Activists: Otter Creek Decision Is 'Another Nail In The Coffin' For Longview Export Facility

Suspended plans for a major coal mine in Montana spell good news for people concerned about coal exports planned to go through ports in the Pacific Northwest. Activists say the proposed terminals left on the books are all nearing what they call "zombie status."

Zombie status, as in: still moving forward, but basically dead.

I heard the phrase from Ross Macfarlane, a staffer with the non-profit group Climate Solutions. He’s among the anti-coal activists celebrating the news that Arch Coal will not pursue development of the Otter Creek mine in southeastern Montana.

The mine, part of the Powder River Basin that has been a source of many coal trains, was to feed an export terminal in Longview, Wash. It was to produce up to 20 million tons annually, mostly for Asian and other overseas markets.

“That premise has turned out to be completely incorrect. The market’s already gone away from it. And its decision to cancel the development of this mine is just another nail in the coffin for the dwindling prospects of these Northwest export proposals,” Macfarlane said.  

Arch announced the suspension in a press release. Plans to build a $400-million-dollar railroad to the mine site were put on hold indefinitely last year. Climate Solutions has reported extensively on the weak financials of Arch, which filed for bankruptcy protection in January.

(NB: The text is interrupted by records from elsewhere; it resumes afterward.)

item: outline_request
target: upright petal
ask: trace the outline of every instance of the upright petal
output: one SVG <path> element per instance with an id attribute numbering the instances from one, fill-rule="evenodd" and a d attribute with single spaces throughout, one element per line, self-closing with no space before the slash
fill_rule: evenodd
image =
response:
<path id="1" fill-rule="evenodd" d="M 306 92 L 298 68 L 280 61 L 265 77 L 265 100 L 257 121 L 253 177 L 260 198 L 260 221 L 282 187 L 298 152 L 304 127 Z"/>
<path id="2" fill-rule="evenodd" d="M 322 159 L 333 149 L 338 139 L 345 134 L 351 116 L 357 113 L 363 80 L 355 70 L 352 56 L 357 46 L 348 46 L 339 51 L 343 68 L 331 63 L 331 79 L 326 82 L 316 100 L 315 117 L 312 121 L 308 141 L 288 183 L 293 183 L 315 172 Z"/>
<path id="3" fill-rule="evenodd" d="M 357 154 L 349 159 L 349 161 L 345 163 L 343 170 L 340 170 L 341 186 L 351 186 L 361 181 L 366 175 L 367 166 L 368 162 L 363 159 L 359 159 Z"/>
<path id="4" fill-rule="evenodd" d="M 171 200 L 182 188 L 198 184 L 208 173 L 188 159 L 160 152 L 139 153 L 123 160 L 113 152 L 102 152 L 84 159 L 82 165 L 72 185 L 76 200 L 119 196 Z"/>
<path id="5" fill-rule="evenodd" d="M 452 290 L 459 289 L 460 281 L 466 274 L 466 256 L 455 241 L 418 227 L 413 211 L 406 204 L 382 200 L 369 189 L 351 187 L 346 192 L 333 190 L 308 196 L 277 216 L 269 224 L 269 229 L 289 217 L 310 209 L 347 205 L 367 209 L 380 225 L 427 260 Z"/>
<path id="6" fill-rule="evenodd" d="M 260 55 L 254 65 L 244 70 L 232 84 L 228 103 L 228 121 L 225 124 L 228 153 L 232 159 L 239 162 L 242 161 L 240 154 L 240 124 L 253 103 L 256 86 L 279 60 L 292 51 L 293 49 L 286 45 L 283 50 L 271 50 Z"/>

Longview is one of only two proposed coal export terminals left in Washington state. The other one is Cherry Point, near Bellingham. Its viability has been challenged as well by the Lummi tribe, because of concerns about the impact of the terminal on traditional fishing grounds. Oregon recently ruled against the proposed export at its Port in Boardman. All of this adds up to mean that three of the seven originally proposed coal export facilities in the Northwest are all now quite tenuous.